The following recommendations are a useful tool for clinicians to apply pharmacogenomics to patients taking the above antipsychotic medications. Implementation of these recommendations may be beneficial for patients to help guide dosing in the case of increased risks of serious AEs associated with antipsychotic medications, such as extrapyramidal symptoms (typical antipsychotics) and metabolic syndrome (atypical antipsychotics), which commonly leads to further health complications, such as diabetes, obesity, and cardiovascular events.
Although the DPWG does not currently recommend preemptive testing for the aforementioned antipsychotics, it is important to consider that these guidelines are developed for use solely within the Dutch population (as evidenced by the criteria of NNG in the Dutch population as described in their Clinical Implication Score criteria).
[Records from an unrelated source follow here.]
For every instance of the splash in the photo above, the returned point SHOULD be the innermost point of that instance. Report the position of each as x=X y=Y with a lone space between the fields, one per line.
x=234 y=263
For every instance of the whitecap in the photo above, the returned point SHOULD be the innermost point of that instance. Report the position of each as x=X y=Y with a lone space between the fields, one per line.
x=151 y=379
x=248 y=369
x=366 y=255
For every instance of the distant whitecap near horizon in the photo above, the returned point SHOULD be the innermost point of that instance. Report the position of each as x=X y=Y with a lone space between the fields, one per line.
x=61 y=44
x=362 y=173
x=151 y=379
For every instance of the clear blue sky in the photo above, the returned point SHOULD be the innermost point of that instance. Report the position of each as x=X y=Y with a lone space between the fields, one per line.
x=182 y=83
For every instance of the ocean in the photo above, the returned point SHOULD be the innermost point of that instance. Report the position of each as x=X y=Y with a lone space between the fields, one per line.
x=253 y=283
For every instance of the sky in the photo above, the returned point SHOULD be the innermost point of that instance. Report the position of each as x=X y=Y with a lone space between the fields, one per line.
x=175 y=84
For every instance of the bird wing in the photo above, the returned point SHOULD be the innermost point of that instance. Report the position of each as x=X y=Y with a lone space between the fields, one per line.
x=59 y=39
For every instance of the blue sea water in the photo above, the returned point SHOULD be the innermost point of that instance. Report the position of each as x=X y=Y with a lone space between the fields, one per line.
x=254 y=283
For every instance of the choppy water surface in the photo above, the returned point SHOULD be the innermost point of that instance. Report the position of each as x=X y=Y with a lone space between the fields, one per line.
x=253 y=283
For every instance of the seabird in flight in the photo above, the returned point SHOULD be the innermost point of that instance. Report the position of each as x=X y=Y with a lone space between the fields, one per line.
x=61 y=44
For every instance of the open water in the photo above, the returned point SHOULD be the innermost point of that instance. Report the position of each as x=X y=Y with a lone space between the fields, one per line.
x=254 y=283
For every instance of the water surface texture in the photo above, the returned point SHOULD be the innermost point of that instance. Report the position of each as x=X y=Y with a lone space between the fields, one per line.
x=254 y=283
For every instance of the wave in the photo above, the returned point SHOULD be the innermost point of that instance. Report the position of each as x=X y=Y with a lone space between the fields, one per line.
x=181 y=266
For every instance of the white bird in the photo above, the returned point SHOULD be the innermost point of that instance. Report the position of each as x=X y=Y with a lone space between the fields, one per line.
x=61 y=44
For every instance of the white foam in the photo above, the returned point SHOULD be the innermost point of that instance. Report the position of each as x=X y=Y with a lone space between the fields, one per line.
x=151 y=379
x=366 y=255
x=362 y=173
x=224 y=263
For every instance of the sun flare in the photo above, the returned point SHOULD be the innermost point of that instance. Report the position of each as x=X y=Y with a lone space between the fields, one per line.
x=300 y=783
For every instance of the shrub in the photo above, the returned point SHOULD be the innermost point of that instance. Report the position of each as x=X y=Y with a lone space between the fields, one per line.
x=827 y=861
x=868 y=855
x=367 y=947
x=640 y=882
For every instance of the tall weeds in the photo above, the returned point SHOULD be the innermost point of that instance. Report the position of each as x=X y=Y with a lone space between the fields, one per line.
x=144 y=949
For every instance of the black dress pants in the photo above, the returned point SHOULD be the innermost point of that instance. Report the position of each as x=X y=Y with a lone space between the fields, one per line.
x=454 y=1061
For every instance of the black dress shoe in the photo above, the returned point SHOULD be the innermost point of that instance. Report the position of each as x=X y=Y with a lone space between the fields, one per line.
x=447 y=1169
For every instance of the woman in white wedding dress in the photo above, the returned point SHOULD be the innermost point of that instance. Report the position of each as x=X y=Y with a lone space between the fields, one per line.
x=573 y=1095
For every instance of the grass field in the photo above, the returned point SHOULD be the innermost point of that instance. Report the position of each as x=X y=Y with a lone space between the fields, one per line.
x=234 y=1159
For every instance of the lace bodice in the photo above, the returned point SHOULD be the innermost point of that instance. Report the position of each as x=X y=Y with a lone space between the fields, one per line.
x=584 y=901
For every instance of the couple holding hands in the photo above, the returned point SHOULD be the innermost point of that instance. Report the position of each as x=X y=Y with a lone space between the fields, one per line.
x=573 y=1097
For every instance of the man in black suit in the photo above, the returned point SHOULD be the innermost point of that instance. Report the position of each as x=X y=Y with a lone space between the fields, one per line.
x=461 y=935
Further, the decision to utilize pharmacogenomics prior to antipsychotic therapy should be based upon patient-specific criteria, such as a history of issues with multiple antipsychotics, CYP2D6/CYP3A4 metabolized drugs, decreased renal function, and other relevant comedications.
Lastly, although the DPWG is the only published antipsychotic pharmacogenomic guideline to date, CPIC currently ranks known gene-drug interactions with CYP2D6 and antipsychotics as a B, indicating prescribing action is recommended, and it is expected that a published guideline will soon be released given its publicly “in progress” status.